Nous avons vu dans un précédent billet les limites des chiffres. Peut-on tout mesurer, doit-on tout mesurer ? Et que disent ou ne disent pas les chiffres ?
Chiffres, croyances et simplifications
En introduction de ce billet, je vous invite à écouter cette intéressante interview de Frédéric Schütz sur la Radio romande (Podcast, 14’) sur les chiffres dans les médias. Il y a toujours plus de chiffres diffusés, et ils nous donnent souvent l’impression de refléter une information solide, officielle, crédible. Qu’en est-il ?
Comment utiliser les chiffres?
Il se peut fort bien qu’un décideur, poussé par son besoin d’être rassuré, sera peu sensible à vos explications et messages qualitatifs subjectifs, tout qualifiés et pertinents qu’ils soient, et vous poussera à en venir au fait et lui donner des chiffres « afin de pouvoir prendre une bonne décision ».
Dans un tel cas, quelques précautions s’imposent :
D’abord donner des ordres de grandeur: « printemps 2012 » plutôt que « 31 mars 2012 »; « une semaine » plutôt que « 4 jours »; « entre 4 et 8’000 ». -> Pas de chiffre sans marge d’incertitude !

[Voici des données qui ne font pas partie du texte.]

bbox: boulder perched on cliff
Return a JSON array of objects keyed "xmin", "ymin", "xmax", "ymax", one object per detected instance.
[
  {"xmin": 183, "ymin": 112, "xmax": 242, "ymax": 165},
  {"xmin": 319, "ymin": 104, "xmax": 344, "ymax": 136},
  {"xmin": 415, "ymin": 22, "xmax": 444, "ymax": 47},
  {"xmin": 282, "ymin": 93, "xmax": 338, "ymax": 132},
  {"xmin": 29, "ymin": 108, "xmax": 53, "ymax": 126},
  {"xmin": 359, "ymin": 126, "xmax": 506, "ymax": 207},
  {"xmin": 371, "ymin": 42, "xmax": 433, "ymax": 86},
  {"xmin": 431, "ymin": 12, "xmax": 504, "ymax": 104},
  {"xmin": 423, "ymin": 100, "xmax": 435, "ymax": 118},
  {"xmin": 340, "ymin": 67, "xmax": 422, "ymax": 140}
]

Se poser la question de la pertinence : on ne mesure que ce qui est mesurable, or la réalité ne s’arrête pas à la mesure;
Ensuite rappeler encore et toujours qu’une estimation n’est pas une promesse (voir l’excellent billet d’Arialdo Martini). Et là le conflit est programmé entre la vente et le chef de projet, entre l’administration et la politique…;
Et encore que les faits (« Daten – Zahlen – Fakten », leitmotiv de certains managers germanophones), comme nous le rappelle David Weinberger, ne sont qu’une part de la construction du réel, mais pas le réel en soit : ils constituent une manière d’appréhender et comprendre le monde sur la base de qui nous sommes et de nos préférences.
Générer des chiffres avec intelligence
Outre l’application des techniques d’estimation agiles telles que le planning poker ou les swim lanes, les principes généraux suivants s’appliquent :
Multiplier les points de vue;
Engager des débats de style qualitatif ou narratif (métaphores, images);
User d’approximation et d’estimation;
User d’échelles relatives plutôt qu’absolues (« B prend deux fois plus de temps que A »);
Accepter et communiquer activement l’incertitude.

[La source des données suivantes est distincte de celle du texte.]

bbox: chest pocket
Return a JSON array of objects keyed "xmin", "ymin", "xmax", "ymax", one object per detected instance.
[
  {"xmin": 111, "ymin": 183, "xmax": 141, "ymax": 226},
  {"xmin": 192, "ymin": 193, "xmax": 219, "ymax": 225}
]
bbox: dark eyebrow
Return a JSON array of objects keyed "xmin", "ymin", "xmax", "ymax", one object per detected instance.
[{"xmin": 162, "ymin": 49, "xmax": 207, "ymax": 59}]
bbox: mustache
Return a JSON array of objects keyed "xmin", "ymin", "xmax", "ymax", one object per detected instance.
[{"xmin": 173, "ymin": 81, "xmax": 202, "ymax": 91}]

Grandeurs intangibles et langage flou
Rappelons quand même que nous autres les humains sommes parfaitement en mesure de gérer l’incertitude et le flou : nous faisons cela tous les jours. « J’ai mis une petite heure pour venir ». « Il est un peu plus grand que moi ». « Cela coûte presque 100.- ».

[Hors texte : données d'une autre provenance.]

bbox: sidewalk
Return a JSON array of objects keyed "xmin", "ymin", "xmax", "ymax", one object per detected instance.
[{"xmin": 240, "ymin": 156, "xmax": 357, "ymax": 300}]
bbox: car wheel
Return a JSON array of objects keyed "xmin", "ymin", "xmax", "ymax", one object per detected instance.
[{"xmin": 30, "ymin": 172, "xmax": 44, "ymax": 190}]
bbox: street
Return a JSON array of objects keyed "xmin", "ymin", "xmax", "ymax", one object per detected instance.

Rappelons également que ce n’est pas parce qu’une information manque ou échappe à la raison qu’il n’y a rien qui se passe : le subconscient, lui, traite toutes les informations à sa manière. Et d'ailleurs il existe des outils qui permettent de mesurer des intangibles (le lecteur intéressé se penchera sur le travail d’Alain Fernandez).
Comment rassurer son client ou son décideur sans chiffre ?
A défaut de chiffres, voici ce qu’on peut faire pour rassurer son client ou son décideur :
Intégrer le client ou le décideur dans les réflexions et estimations (p.ex. méthodes agiles);
Communiquer de manière régulière, de manière à installer des ancres de certitude [1];
Réfléchir avec le client à la manière d’obtenir des chiffres (quand, avec quelle qualité, pour répondre à quelles questions ?);
Communiquer de manière transparente sur son niveau de savoir comme aussi sur son niveau d’ignorance (p.ex. en faisant une liste des choses qu’on ne sait pas);
Soigner la relation de confiance : être authentique, éviter le bluff, avouer ses limites et son ignorance, tenir ses engagements;
Une saine attitude en présence d’un chiffre consiste à prendre conscience que derrière celui-ci peut potentiellement se cacher une montagne d’ignorance : l’humilité et l’esprit critique sont pour le moins la posture de survie minimale.
De l’incertitude et de bonnes relations valent mieux que de bons chiffres et de piètres relations !
[1] Fields, J., 2011. Uncertainty : turning fear and doubt into fuel for brilliance, New York: Portfolio/Penguin.